(Giuseppe Di Maio) – Ma che ne sa la gente delle capacità di un amministratore pubblico? Ore e ore di trasmissioni trappole di servi, pagine e pagine di giornali che accusano i veri rappresentanti del popolo di incapacità, quando certi fenomeni selezionati dai padroni sanno fare a stento la loro firma? Che ne sa il popolo di chi fa il bene comune? La gente s’interessa d’altro, e quando si avvicina al banco della politica c’è sempre un venditore che gli chiede: “Posso aiutare?” Dopodiché alla gran massa dei giudici elettori non resta altro che fumo, associazioni di idee, inutili argomentazioni, pensieri non politici, chiacchiere che coprono la verità, imbrogli in diretta, inganni, aggressioni televisive, fango sugli unici che vogliono salvare l’importanza del loro voto. Che ne sa il popolo di cosa deve fare un sindaco, ad esempio?

La patente di capace la dà il padrone al servo fedele, tutti gli altri sono inetti. Per costruirsi un curriculum da esperto bisogna servire, poiché chi agisce in piena libertà e non è portavoce di nessuno, non ha accesso ai lavori che costruiscono carriere. I lacchè sono sempre competenti, invece i liberi sono incapaci, scappati di casa. No, chi si reca al voto non deve giudicare le “competenze” (non potrebbe), ma deve giudicare l’aderenza al mandato, la fedeltà all’interesse pubblico. Quando esplose tangentopoli, mentre stavo pontificando in una sala d’attesa sul nuovo corso politico impresso dai magistrati e sugli altarini che i giudici avevano scoperto, una signora intervenne dicendomi: “Ma noi lo sapevamo anche prima”. Già, lo sapevamo anche prima.

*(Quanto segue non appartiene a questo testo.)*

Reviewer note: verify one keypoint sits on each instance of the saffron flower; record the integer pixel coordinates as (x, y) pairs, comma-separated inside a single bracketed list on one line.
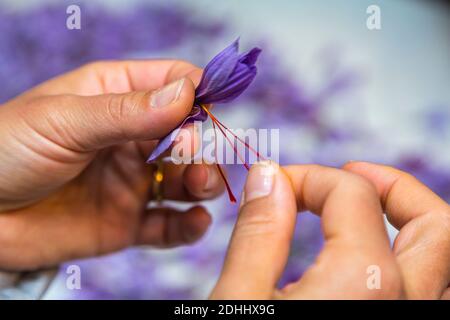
[(225, 77)]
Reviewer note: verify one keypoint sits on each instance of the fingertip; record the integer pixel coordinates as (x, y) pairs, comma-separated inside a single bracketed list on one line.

Ma avevamo fatto finta di niente: avevamo voluto sperare fino alla fine che quei ladri stessero facendo il nostro bene.

Domenica, soprattutto a Roma, cosa si crede di guadagnare votando quelli di prima? Stiamo forse aspettando che una magistratura indolente e servizievole faccia il lavoro per noi? Non li vediamo con i nostri occhi quelli che pensano al bene privato ai danni della collettività? Non capiamo da noi la direzione e il senso della politica dell’ultimo quinquennio? Le qualità politiche e amministrative sono funzione del mandato popolare. Il cambiamento non è istantaneo: è lento, progressivo, ostacolato dai nemici, quegli stessi che ora vogliono giudicare le “capacità”, cioè la fatica per sfuggire al sabotaggio che un intero sistema fa alla volontà popolare. I rappresentanti del popolo devono prendersi tutto il tempo di cui hanno bisogno per fare il bene comune. Altrimenti verranno gli altri, sostenuti dalla dittatura mediatica. E a noi, innamorati del nemico, ci toccherà la profezia di un Francesco II al comandante della nave in partenza per Gaeta: “…i napoletani non hanno voluto giudicarmi a ragion veduta; io però ho la coscienza di avere fatto sempre il mio dovere, il Nord non lascerà ai meridionali neppure gli occhi per piangere.”